Hi everyone, I am new to bioinformatics and I was reading a review article on how to find structure variation using pair-end sequencing. While I understand what it means fine (if there is a deletion the distance between two read pair would decline and so on) I am struggling to write a program to find these "SV indicating" reads. Here's what I have done.

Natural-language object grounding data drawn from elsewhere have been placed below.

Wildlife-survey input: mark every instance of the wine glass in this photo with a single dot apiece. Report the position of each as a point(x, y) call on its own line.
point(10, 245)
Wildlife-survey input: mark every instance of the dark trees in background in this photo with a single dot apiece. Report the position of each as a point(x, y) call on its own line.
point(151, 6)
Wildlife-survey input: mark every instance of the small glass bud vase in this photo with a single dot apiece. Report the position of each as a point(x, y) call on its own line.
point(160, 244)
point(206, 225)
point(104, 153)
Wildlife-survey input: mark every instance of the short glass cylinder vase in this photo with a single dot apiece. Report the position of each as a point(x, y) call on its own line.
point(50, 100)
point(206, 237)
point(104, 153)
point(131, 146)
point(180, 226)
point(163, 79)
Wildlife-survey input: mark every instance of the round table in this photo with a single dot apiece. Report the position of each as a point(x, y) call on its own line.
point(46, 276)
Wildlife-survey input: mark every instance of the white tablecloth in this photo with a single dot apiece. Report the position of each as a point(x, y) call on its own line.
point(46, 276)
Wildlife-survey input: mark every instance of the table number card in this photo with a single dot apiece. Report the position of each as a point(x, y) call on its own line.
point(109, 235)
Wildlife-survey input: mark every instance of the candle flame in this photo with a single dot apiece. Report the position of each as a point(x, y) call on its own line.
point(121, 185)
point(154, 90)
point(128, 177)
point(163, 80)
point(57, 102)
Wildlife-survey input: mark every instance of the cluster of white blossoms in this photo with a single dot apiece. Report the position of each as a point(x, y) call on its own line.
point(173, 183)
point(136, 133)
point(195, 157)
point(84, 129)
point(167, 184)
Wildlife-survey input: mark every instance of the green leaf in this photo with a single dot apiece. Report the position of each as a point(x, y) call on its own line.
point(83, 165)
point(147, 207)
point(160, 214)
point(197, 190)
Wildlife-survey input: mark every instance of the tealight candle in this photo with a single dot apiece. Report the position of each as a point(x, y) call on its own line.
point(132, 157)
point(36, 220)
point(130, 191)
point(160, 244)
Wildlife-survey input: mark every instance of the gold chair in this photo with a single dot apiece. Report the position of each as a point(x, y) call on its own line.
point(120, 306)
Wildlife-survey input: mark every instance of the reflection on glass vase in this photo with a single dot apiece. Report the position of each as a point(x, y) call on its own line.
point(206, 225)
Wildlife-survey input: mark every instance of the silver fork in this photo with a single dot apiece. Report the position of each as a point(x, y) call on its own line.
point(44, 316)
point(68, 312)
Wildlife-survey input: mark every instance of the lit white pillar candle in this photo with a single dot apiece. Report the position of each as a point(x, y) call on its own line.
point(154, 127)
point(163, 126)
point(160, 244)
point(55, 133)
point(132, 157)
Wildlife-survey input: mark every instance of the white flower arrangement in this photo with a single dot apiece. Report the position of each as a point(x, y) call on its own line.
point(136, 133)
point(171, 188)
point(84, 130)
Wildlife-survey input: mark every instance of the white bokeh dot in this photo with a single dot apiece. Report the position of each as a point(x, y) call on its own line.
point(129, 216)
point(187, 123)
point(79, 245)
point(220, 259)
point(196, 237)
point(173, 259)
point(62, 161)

  1. align my reads to the reference genome using BWA-mem
  2. Using the following python code to find read pairs with either distance too big/small or hanging pair or alignment quality too small or bwa thinks it's not a proper match.
if (np.abs(read1_pos - read_mate_pos) > read_distance_big_threshold):
    output_pair_end_fastq(read, read_mate)
    # print("Distance Too Big")
elif read.mate_is_unmapped:
    output_pair_end_fastq(read, read_mate)
    # print("Hanging Pair")
elif (read.is_reverse == read.mate_is_reverse):
    output_pair_end_fastq(read, read_mate)
    # print("Orientation!")
elif np.abs(read_mate_pos - read1_pos) < read_distance_small_threshold:
    output_pair_end_fastq(read, read_mate)
    # print("Distance Too Small")
elif not read.is_proper_pair:
    output_pair_end_fastq(read, read_mate)
    # print("Not Proper Pair")
elif read.mapping_quality < read_mapping_quality_threshold:
    output_pair_end_fastq(read, read_mate)
    # print("Quality Too Low")
  

The normal distance of my pair end reads is 500bp and the read_distance_big_threshold is 600 while read_distance_small_threshold is 400.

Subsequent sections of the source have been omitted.